But I hear Frank’s mantra in my head, “Right now, it’s like this” and I think, who am I to expect that my life will change any time soon? I cannot change my circumstances, but perhaps I can adjust my perspective!
Self-care is every conscious action you take that feeds your soul, nourishes your body, nurtures your spirit, or replenishes your relationship with yourself!
And that, a change of perspective, would be a great gift to give myself just now – as I notice the sadness in my own voice, the grief that sits in my heart and the longing for a simpler time when my husband was my partner, in love and in life, that he can no longer be.
Are you facing some circumstances that you wish would change? Maybe you’ve been working hard to change them (an up-hill battle, to be sure). Sometimes, we find ourselves in a place where acceptance is what’s needed – not struggling for change.

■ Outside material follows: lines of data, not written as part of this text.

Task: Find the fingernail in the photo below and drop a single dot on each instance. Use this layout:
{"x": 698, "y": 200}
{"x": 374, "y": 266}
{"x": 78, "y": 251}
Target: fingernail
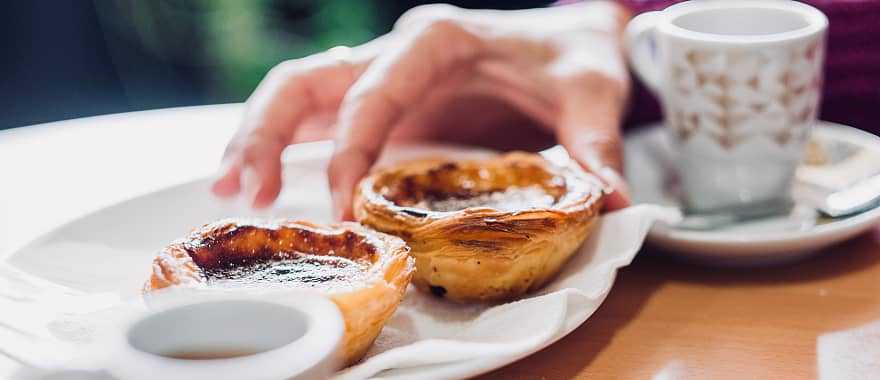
{"x": 250, "y": 185}
{"x": 613, "y": 179}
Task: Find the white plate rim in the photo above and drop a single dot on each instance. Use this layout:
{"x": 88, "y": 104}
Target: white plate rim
{"x": 320, "y": 151}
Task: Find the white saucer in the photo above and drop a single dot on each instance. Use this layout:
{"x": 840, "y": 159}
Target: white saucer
{"x": 650, "y": 172}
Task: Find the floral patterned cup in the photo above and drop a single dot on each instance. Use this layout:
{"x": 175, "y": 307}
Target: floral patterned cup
{"x": 740, "y": 84}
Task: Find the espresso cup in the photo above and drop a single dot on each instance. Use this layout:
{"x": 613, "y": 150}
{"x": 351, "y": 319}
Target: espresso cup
{"x": 739, "y": 83}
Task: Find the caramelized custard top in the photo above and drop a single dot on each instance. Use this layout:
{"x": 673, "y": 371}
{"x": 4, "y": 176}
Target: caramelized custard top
{"x": 452, "y": 187}
{"x": 291, "y": 269}
{"x": 236, "y": 254}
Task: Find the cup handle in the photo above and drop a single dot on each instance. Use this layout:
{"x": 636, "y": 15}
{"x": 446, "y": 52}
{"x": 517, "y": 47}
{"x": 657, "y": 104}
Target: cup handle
{"x": 642, "y": 55}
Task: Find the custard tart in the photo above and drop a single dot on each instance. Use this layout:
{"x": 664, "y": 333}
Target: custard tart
{"x": 364, "y": 272}
{"x": 483, "y": 230}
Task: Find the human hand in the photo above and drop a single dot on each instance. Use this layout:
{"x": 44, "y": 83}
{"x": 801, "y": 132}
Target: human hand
{"x": 445, "y": 73}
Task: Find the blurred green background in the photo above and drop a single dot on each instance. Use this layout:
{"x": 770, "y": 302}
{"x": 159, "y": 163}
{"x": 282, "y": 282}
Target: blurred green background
{"x": 71, "y": 58}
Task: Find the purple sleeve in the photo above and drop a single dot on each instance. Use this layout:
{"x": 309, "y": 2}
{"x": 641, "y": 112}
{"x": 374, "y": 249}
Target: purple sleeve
{"x": 852, "y": 67}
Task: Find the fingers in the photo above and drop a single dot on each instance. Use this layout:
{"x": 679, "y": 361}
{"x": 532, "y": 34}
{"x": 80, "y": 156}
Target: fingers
{"x": 290, "y": 93}
{"x": 380, "y": 98}
{"x": 589, "y": 128}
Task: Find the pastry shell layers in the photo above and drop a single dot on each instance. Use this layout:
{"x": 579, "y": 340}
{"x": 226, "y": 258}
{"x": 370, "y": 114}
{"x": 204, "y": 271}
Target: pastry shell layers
{"x": 478, "y": 253}
{"x": 366, "y": 298}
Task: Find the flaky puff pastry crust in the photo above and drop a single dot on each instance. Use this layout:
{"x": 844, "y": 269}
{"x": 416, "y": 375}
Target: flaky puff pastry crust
{"x": 366, "y": 304}
{"x": 482, "y": 253}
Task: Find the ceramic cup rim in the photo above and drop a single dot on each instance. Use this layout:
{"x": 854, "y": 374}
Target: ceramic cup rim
{"x": 315, "y": 347}
{"x": 816, "y": 21}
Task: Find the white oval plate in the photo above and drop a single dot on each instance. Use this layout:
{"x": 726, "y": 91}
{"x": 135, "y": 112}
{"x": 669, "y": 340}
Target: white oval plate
{"x": 111, "y": 250}
{"x": 778, "y": 240}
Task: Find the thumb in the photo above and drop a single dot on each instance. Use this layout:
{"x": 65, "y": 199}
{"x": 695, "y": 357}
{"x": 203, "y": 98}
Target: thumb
{"x": 589, "y": 128}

Frank tells the Mindful readers that at this place in his life, he’s turned to curiosity. Rather than seeing the circumstances of his life as ADVERSITY, he wants to be open, even welcoming of them as an opportunity for ADVENTURE – stepping into the unknown, not with fear, but with curiosity.
That’s where I find myself today — stepping into the circumstances of my life, not only with fear, but also with curiosity. Life is messy (Definitely mine! Yours?) and it is so easy to find ourselves caught in fear.
It is certainly more challenging to open up to curiosity; to imagine that even what I dread might be an adventure unfolding before me, full of opportunities to learn, to grow, and to explore who I might both be and become. My circumstances don’t define me, but they may teach me!
I wish I could tell you that life is an endless unfolding of amazing, always uplifting experiences – it isn’t. Sometimes it brings us sadness, grief or even anguish. Learning to embrace Frank’s mantra might help: “Right now, it’s like this.”
Recognizing that circumstances may change, but whether they do or not, or whether their pace of change is swift or slow, you have the capacity to change your perspective, and if you wish, to embrace curiosity and see what you might have to learn, even from the presence of pain.